Congresswoman Rosa DeLauro, whose district includes part of Shelton, is pleased with the new Consumer Reports guidelines on how much rice is safe for consumption.
The recommendations by the private, nonprofit organization, best known for it magazine, builds on a previous report revealing “alarmingly high levels” of arsenic in rice and rice-based products, such as cereal.
DeLauro also called on the federal government to do more to ensure rice in arsenic is not causing health problems in Americans.
Limit children’s use, fewer rice drinks
The Consumer Reports guidelines are meant to help adults and children reduce their exposure to arsenic without eliminating rice. They include limiting consumption of hot rice cereal or rice pasta by children and recommending children under five not replace milk with rice drinks.

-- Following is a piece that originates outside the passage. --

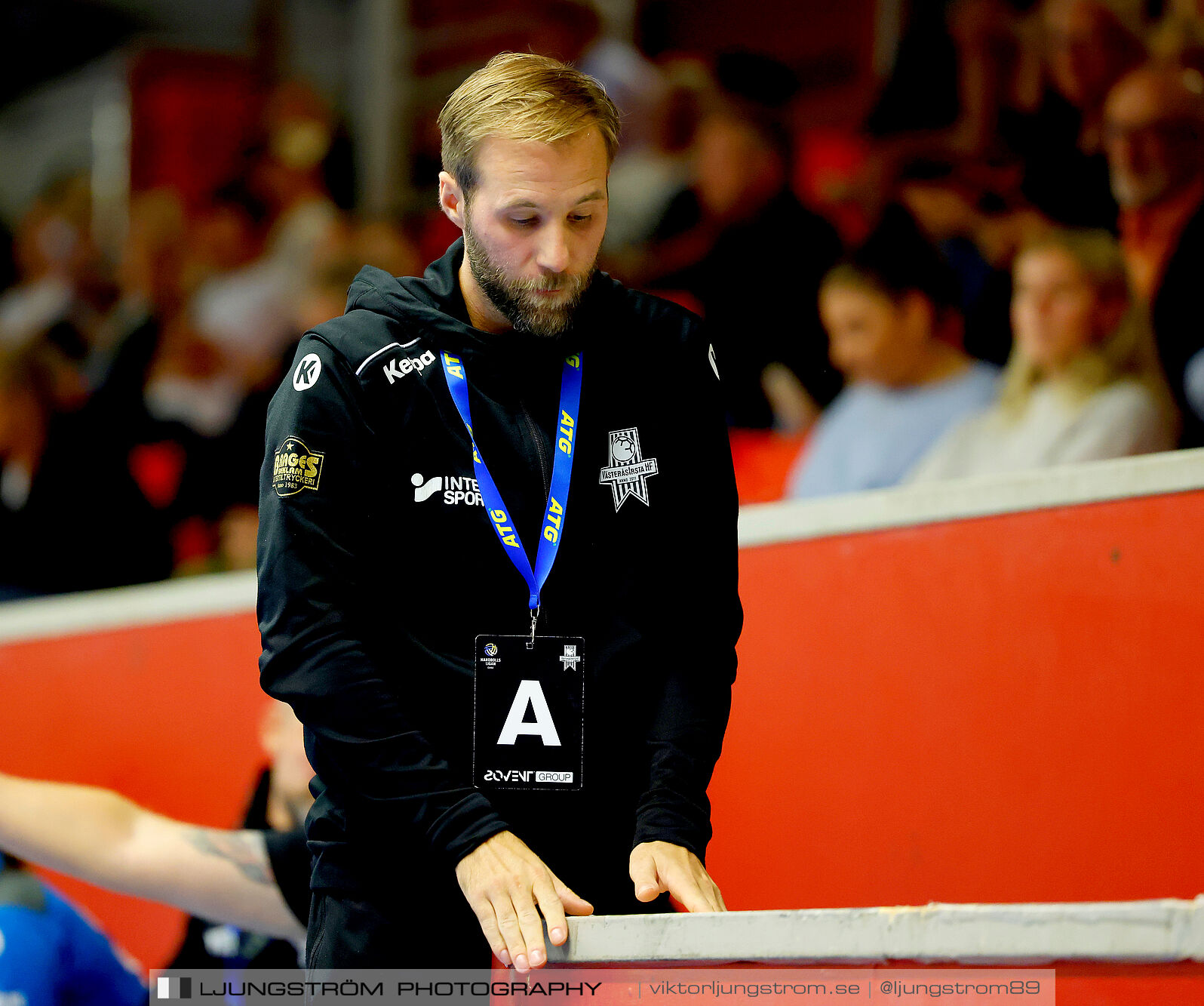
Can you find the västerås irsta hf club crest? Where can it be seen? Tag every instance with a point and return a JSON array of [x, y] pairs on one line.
[[628, 471]]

Consumer Reports also released an analysis showing that the inorganic arsenic content of rice varies greatly by the type of rice and where it was grown.

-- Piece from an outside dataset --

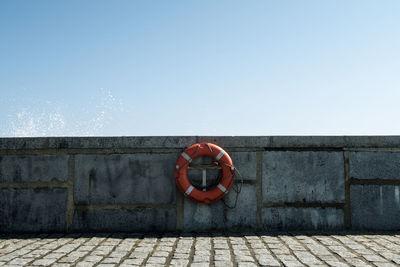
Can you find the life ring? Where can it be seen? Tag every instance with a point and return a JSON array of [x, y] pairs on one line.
[[224, 161]]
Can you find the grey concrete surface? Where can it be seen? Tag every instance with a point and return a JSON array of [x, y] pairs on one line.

“The fact that high levels of inorganic arsenic, a known carcinogen, are present in rice, cereal and other everyday foods is outrageous,” said DeLauro, a Democrat just elected to her 13th term. “I applaud Consumer Reports for doing such important research and developing the new consumption guidelines to help us all make safer, more informed choices.”
‘Must do more’
DeLauro called on the federal government to be more aggressive with its oversight on this issue.
“I wholeheartedly agree with Consumer Union’s call for the Food and Drug Administration to address the risks we face from arsenic in our rice and other grains,” she said.
“This is not the first time we have been alerted to the dangers of arsenic, and the bottom line remains that the federal government simply must to more to ensure our food supply is safe,” DeLauro said. “We have an obligation to every American family, especially our children, to do so.”
In 2012, DeLauro introduced the RICE (Reducing food-based Inorganic and organic Compounds Exposure Act) Act which would require the FDA to set a maximum permissible level of arsenic in rice and food containing rice. She plans to introduce a similar bill in the 114th Congress, which takes office in January.